If the brain’s goal is to be fast, as in GigaHertz fast like modern computers, then it could do this with a larger population of cells sequentially cycling.  If the brain’s goal is to store many memories, as in TerraByte size in a bit-wise system, then it could do this with a larger population of cells storing a pattern of active and inactive states.  These goals are the computer’s goals, in order to calculate instructions faster and to store more results.  If these truly are also the brain’s goals, then there may not be any need for extrapolating with Moore’s Law.   We should welcome our computer overlords today.  But if these are not the brain’s goals, then comparing computing power growth under Moore’s Law with human brain size over the past 20,000 years is akin to comparing a hammer and a screwdriver.  No matter how big or dense or fast or effective new generations of hammers become, they can never be anything more than a very, very poor screwdriver and vice versa. 

The simplistic evolutionary goal of the brain is to guide the organism to effectively maintain and disseminate its genetic package.  The brain is inseparably linked to the peripheral nerves, muscles, bones, organs, and by extension, to the environment.  This is an interpretation of the currently favored socio-cultural learning theory (Siegler & Alibali, 2005).  Applied to brain function and perceived intelligence, a quick-witted person cleverly and aptly responding in a conversation does not exhibit high-speed brain calculations but rather shows a wide variety of past, lively, and exciting life experiences to draw upon.  This signals a healthy, wealthy body able to travel and enjoy some comfort of leisure – always attractive in a mate.  A person who talks for hours constructing a high fidelity image of a brick wall 3 feet from their window is universally less attractive than a person who lightly speaks of past visits to London, Barcelona, Paris, or Prague all the while subtly tailoring their conversation based on listener reactions for the same reasons.  Using an accent slightly foreign to the local listeners and passably consistent with such places would be an added benefit. 
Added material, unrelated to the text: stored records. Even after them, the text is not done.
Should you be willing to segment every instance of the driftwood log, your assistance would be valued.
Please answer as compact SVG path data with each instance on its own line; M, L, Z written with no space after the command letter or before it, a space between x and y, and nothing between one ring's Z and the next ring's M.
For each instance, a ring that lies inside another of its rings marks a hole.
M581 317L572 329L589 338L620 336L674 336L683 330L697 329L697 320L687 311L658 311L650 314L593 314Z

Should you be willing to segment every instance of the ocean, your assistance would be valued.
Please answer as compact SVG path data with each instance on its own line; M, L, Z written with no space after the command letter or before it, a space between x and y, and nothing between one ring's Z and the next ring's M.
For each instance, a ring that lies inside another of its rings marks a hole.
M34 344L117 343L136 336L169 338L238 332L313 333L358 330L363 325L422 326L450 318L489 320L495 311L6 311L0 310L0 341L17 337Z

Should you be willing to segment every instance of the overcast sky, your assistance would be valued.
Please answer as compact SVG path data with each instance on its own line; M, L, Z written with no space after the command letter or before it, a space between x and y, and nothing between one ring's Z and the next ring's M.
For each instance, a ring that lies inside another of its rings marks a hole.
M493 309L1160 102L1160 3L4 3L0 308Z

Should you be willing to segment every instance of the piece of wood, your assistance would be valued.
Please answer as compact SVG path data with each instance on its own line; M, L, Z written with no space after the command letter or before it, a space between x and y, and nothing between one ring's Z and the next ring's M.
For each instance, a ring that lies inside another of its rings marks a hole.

Brains are getting smaller and computers are getting more powerful.  This means very little.  We are still alive, eating, breathing, reading, and growing today because it means very little.  It provides much needed evidence that needs to fit a model of the brain.  It means that one must not think of brains as being natural counterparts to “electric brains,” as rough translations of some languages’ word for computer go.  It means that we may need to expand our modeling to encompass the social learning environment in order to better understand the individual brain and its role.  But in terms of the arms race between computers and humans, it means very little.  Unless, of course society changes so dramatically and universally to value high fidelity images of brick walls and we should learn the phrase, “1001000 1101001.”